The optional power liftgate is well worth the investment for anyone who loads a lot of cargo in back. The third row seats fold flat and tumble forward to extend the cargo floor. I found it difficult to engage the straps that release the seat bottoms. With the third-row seats in place, there’s enough room for groceries or smaller luggage, but they need to be folded flat to load in larger items such as bicycles.
Five star safety rating
The Taurus X received NHTSA’s highest safety rating for both frontal and side impact collisions. Standard safety features on the test car include electronic stability control, front, side and side curtain airbags, child-proof rear door locks, a tire pressure warning system and reverse sensing system. The safety canopy protects passengers during a rollover by using tethers to hold the side curtain airbags in place longer, and keep the airbags positioned between the passengers, doors and side glass.

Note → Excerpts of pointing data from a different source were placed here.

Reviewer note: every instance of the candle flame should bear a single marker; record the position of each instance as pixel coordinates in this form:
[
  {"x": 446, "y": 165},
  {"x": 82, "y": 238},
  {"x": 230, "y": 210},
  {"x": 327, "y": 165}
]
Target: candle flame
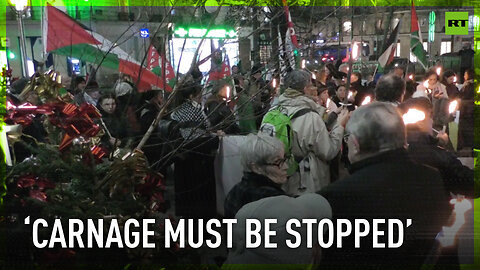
[
  {"x": 449, "y": 234},
  {"x": 413, "y": 116},
  {"x": 367, "y": 100},
  {"x": 425, "y": 83},
  {"x": 452, "y": 106},
  {"x": 439, "y": 71},
  {"x": 228, "y": 92}
]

The Taurus X is produced at Ford’s Chicago assembly plant, and is currently available for test drives at dealerships nationwide.
Likes: A spacious, versatile crossover vehicle with seating for six, and a high level of standard safety and convenience features. The new V6 engine and 6-speed automatic transmission provide ample power while maintaining good fuel economy. A fully independent suspension and rack-and-pinion steering make the Taurus X handle like a much smaller vehicle.
Dislikes: The straps that release the third-row seat bottoms to tumble the seats forward are hard to reach.
Model: Taurus X Limited FWD
Base price: $30,335
As tested: $35,945*
Horsepower: 263 Hp @ 6250 rpm
Torque: 249 lbs.-ft. @ 4500 rpm
Bicycle Friendly: Yes
Antilock Brakes: Standard
Side curtain airbags: Standard
First aid kit: N/A
Fuel economy: 16/24 mpg city/highway
Comments: *Pricing does not include a $750 destination and delivery charge.